データに基づき正しいアクションをとれば利益は必ず上がる
小田島氏の講演タイトルは「DX(データ経営)によって企業と人を元気にする変革ストーリー」。同氏は伊勢神宮参道で約150年前から飲食業を営む老舗食堂「ゑびや」を継承し、さまざまなデジタルツールを使って変革を実現してきた。 小田島氏が店を継いだのは10年ほど前のこと。伊勢神宮はいうまでもなく日本有数の観光地であり、当時のゑびやも観光地でよく見られる昔ながらの店舗だったという。「“THE 日本の家族経営の飲食店”というイメージそのものでした」と小田島氏は振り返る。
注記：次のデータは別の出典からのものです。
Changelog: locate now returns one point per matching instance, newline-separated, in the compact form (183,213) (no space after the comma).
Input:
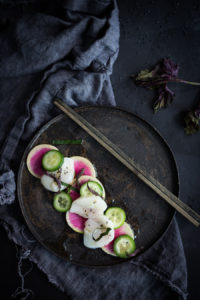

まだその頃は経営にさほどの厳しさを感じていなかったものの、人口減少をはじめとする環境の変化や災害リスクを考慮すると、このまま店舗運営を続けてもいずれ大変な状況になるのではと小田島氏は危機感を抱いた。
「地方はこれから売上が衰退していくという話をよく聞いていましたが、新しい考え方で事業を変えていけば、地方にも大きな可能性があるのでは、とずっと感じていました」
小田島氏はさまざまな施策を打ってみたが、その効果を客観的に測定する手法がないことが悩みだった。そこで自分たちのアクション効果を知るため、データ分析に行き着いたという。センサーなどでデータを集め、機械学習、AIを使った画像解析、RPAといったツールを導入。さらにはクラウドも採用し、店頭の通行量、入店率、購買傾向を施策ごとに測定・分析して、来店者や売上の予測や、業務の効率化などに活かしていった。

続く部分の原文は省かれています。